Our managing director Cormac Tobin share’s his view on pharmacy leadership

After all the political turmoil of the last few weeks, a new Prime Minister has taken up residence in Downing Street and, although Jeremy Hunt remains as Secretary of State for Health, we have a new Minister with responsibility for pharmacy, David Mowat MP.

So, will this change signal a new era for pharmacy?

The last few months have seen countless headlines about queues at GP surgeries, closed A&E departments, a NHS on the brink of collapse.  Surely it’s a no-brainer for even someone with a basic knowledge to see that a cost effective solution to alleviating pressure on the health service lies with pharmacy?  Directing patients with minor ailments to community pharmacies, working with pharmacists to improve adherence and therefore preventing costly unnecessary emergency admissions to hospital, this is how we demonstrate the vital role community pharmacy has to play in public health. Surely then, investment in pharmacy would pay for itself several times over?

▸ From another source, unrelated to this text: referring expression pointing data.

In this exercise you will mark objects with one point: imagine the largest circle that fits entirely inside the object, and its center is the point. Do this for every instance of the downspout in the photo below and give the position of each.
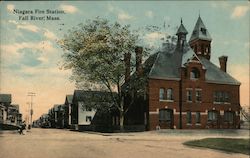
(180, 101)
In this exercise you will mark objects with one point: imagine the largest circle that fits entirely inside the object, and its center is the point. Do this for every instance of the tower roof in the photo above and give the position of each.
(181, 29)
(200, 31)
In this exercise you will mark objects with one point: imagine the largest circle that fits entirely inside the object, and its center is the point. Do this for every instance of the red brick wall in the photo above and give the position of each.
(207, 96)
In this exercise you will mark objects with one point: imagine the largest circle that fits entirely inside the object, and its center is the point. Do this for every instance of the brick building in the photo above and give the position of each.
(186, 90)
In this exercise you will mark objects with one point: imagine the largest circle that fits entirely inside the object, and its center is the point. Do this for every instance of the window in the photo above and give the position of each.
(165, 115)
(221, 97)
(194, 74)
(88, 118)
(169, 94)
(161, 94)
(228, 116)
(189, 117)
(88, 108)
(226, 97)
(212, 115)
(198, 117)
(189, 96)
(202, 48)
(198, 95)
(204, 31)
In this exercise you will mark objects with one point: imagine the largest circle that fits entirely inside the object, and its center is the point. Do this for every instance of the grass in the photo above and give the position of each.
(224, 144)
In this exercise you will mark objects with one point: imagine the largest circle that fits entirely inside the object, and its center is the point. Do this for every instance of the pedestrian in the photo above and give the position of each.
(22, 127)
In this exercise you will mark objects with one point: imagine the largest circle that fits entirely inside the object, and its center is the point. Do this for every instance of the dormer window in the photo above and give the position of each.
(194, 32)
(204, 31)
(194, 74)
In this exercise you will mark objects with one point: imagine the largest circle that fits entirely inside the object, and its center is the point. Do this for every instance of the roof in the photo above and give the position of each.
(200, 31)
(69, 99)
(56, 107)
(181, 29)
(168, 62)
(83, 95)
(5, 98)
(215, 75)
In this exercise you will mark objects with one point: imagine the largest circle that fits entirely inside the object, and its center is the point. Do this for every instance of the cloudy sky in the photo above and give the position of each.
(30, 57)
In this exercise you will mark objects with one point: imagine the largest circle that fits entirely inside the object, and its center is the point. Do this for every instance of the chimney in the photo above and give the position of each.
(138, 53)
(223, 63)
(127, 57)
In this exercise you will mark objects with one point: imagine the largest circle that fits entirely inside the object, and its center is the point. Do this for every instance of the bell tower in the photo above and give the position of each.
(181, 34)
(200, 40)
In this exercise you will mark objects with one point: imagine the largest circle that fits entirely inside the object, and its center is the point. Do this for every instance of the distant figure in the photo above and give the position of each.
(22, 127)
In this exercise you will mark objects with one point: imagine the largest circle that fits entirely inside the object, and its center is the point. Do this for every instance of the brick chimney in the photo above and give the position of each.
(138, 53)
(223, 63)
(127, 57)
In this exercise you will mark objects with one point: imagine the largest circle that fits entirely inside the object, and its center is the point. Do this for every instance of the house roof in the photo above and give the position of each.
(5, 98)
(168, 62)
(181, 29)
(56, 107)
(215, 75)
(83, 95)
(200, 31)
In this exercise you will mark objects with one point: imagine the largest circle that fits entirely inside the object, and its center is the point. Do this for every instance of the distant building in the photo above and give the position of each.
(68, 110)
(5, 101)
(186, 90)
(182, 88)
(86, 114)
(10, 116)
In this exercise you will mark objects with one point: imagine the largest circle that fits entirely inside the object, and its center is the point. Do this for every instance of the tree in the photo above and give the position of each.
(95, 52)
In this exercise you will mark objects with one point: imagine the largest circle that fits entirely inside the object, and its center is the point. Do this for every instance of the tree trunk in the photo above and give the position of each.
(121, 121)
(122, 115)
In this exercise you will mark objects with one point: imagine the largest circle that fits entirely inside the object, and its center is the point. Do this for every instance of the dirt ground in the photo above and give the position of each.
(57, 143)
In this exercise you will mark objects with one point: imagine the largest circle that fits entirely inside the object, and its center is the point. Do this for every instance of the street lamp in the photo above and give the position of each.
(31, 94)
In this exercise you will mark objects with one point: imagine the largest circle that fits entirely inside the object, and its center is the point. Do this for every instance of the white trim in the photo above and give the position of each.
(164, 100)
(154, 112)
(164, 78)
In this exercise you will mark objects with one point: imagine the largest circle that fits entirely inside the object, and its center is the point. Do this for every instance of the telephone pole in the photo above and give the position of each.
(31, 94)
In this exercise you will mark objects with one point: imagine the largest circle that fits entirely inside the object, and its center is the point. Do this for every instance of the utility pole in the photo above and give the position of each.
(31, 94)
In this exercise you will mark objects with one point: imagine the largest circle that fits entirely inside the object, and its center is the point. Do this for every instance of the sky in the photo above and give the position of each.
(31, 58)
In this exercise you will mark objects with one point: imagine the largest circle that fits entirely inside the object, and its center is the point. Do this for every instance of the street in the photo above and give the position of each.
(59, 143)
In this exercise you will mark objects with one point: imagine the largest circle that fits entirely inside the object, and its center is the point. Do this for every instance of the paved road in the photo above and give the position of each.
(56, 143)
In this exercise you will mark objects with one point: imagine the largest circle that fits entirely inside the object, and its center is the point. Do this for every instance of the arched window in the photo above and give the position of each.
(195, 73)
(161, 95)
(170, 94)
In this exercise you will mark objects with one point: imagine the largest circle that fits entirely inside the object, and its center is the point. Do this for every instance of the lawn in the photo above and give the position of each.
(224, 144)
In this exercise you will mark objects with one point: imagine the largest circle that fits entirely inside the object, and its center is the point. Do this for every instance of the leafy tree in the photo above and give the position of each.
(95, 53)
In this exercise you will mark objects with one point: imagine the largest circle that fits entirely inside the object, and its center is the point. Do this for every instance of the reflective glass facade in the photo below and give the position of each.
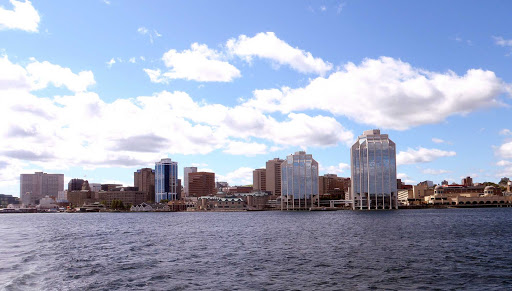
(373, 172)
(299, 180)
(166, 180)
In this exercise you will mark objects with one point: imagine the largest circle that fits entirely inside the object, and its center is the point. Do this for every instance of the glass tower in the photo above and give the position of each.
(299, 181)
(166, 180)
(373, 171)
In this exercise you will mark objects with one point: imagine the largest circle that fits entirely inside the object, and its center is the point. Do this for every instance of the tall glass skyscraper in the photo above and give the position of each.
(299, 181)
(166, 180)
(373, 171)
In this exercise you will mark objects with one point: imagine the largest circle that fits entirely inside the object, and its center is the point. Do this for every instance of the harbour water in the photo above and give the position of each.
(443, 249)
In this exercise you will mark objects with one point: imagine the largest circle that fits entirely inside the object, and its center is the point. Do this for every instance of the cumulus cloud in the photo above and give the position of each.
(199, 63)
(23, 16)
(385, 87)
(505, 131)
(338, 169)
(435, 171)
(38, 75)
(240, 176)
(505, 150)
(80, 129)
(151, 33)
(421, 155)
(266, 45)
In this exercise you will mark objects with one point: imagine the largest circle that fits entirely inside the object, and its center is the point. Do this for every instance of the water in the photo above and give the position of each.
(444, 249)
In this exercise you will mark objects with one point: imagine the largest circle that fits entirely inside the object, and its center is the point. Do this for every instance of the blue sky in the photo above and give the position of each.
(101, 88)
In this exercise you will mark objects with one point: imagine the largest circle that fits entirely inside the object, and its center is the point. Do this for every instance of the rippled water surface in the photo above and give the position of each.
(404, 249)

Community Pharmacy is a vital resource to the NHS, especially at a time when it is facing increasing demands.  Yet there is a failure to recognise the considerable value, expertise and potential that the extensive network of community pharmacies can deliver, they are valuable social assets within their communities.

We know that patients are on our side – the 2 million signatory petition to parliament speaks for itself.  So why do politicians and civil servants fail to recognise our role in improving the health and wellbeing of the population?  We keep blaming those in power, but can it be, dare I say, that the problem could lie with us?

Was it Albert Einstein that said: “The definition of insanity is doing the same thing over and over again, but expecting different results”?

We can change only our behaviour, not that of those around us. So what are we going to do differently to achieve a different result?

We need to present ourselves consistently and coherently with clear messages. We need to demonstrate the value of the nationally commissioned services we provide to our customers and patients.  It’s not about how we view individual businesses within our industry, it’s about working together as a sector for community pharmacy, to achieve the best for patients.  It’s about offering compelling reasons for the NHS to recognise our sector as a willing and able partner in achieving a health care strategy for our nation. It is about being seen as a sector that is willing to transform to meet the needs of patients, our paymasters and commissioners.

Now is the time to unite and work together collaboratively.  Only when we are unified, will the government and the NHS see us as a profession and sector that can deliver a consistent and relevant solution.  Only when we are united will we be in a position to deliver.

One thing is certain: community pharmacy needs strong representation and leadership to ensure that it achieves its full potential.